Mineral formation assay

In order to measure the real-time mineral formation of EVs, we used an assay originally developed to study mineral formation from growth plate cartilage EVs [42]. For kinetic assay, 1% (v/v) of 300 mM NaH2PO4 (Sigma-Aldrich, St. Louis, MO) was added to 200 µl of EVs stock solution of each sample and suspensions were placed into 96 well plates and incubated at 37 °C in a Synergy HT microplate reader (Biotek, Winooski, VT) for 16 h. The absorbency reading was recorded at 340 nm at 1-min interval.

Collagen hydrogel experiments

Collagen hydrogels were prepared by mixing high-concentration rat tail collagen with DMEM in a 1:19 ratio and neutralizing the mixture to pH 7–8. The neutralized collagen solution was then added to chambered coverglass wells (LAB-TEK). The conditioned media of VSMCs, containing EVs, were added to the collagen network and incubated at 37 °C for the indicated time period. One day before imaging, a near-infrared-based bisphosphonate calcium tracer (OsteoSense 680, Perkin Elmer) was added to the hydrogels and incubated overnight at 37 °C. The resulting aggregation and calcification processes were imaged by fluorescence microscopy (Ziess AXIO). Quantitative image analysis of the captured fluorescence micrographs was performed using ImageJ software (NIH).

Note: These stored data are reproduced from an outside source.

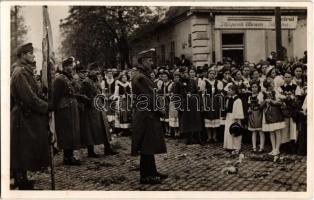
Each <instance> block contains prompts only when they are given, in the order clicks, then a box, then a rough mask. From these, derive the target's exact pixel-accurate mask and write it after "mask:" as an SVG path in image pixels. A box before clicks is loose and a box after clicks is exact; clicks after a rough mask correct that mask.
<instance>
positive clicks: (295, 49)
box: [293, 17, 307, 58]
mask: <svg viewBox="0 0 314 200" xmlns="http://www.w3.org/2000/svg"><path fill="white" fill-rule="evenodd" d="M306 27H307V22H306V18H305V17H302V18H300V19H299V20H298V24H297V29H296V30H295V31H294V32H293V46H294V48H293V55H294V56H297V57H298V58H302V57H303V53H304V51H305V50H307V28H306Z"/></svg>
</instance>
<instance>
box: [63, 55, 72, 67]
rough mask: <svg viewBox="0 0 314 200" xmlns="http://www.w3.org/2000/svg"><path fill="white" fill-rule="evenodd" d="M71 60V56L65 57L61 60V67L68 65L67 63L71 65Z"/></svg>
mask: <svg viewBox="0 0 314 200" xmlns="http://www.w3.org/2000/svg"><path fill="white" fill-rule="evenodd" d="M73 62H74V59H73V57H69V58H67V59H65V60H63V61H62V67H66V66H69V65H71V64H72V63H73Z"/></svg>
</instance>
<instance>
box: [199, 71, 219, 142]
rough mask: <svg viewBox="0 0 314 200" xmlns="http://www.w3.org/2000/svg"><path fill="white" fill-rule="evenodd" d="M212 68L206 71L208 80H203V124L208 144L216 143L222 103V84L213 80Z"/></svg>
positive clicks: (216, 81)
mask: <svg viewBox="0 0 314 200" xmlns="http://www.w3.org/2000/svg"><path fill="white" fill-rule="evenodd" d="M215 76H216V73H215V70H214V69H213V68H211V69H209V71H208V79H206V80H205V93H204V94H203V99H204V101H203V102H204V103H203V104H204V105H203V106H204V124H205V128H206V129H207V136H208V142H218V140H217V128H218V127H219V126H220V108H221V106H220V105H221V103H222V101H223V99H222V98H223V96H222V95H221V91H222V90H223V84H222V82H221V81H219V80H217V79H215Z"/></svg>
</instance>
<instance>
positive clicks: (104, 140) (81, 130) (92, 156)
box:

Alkaline phosphatase activity assay

Alkaline phosphatase (ALP) activity in cells and EVs was measured using a colorimetric assay kit (Abcam) according to the manufacturer’s protocol. Briefly, cell lysates were collected in the supplied buffer and centrifuged to remove insoluble material. The supernatants were added to a 96-well plate at a volume of 80 μL per well after dilution with the provided assay buffer. Diluted p-nitrophenyl phosphate (pNPP) substrate was then added to each sample well and the plate was incubated at 25 °C protected from light for 1 h to allow the enzymatic reaction to occur. The reaction was stopped by addition of a stop solution. Finally, the absorbance was measured at 405 nm using a microplate reader to quantify ALP activity.

Statistical analysis

Each experiment was performed for at least three biological replications, and all data were presented as mean ± SD. Student’s t-test was used to analyze two group comparisons. Multiple group comparisons were conducted by one-way ANOVA. All statistical tests were calculated using GraphPad Prism 9.00 (GraphPad Software). A P-value less than 0.05 was considered statistically significant.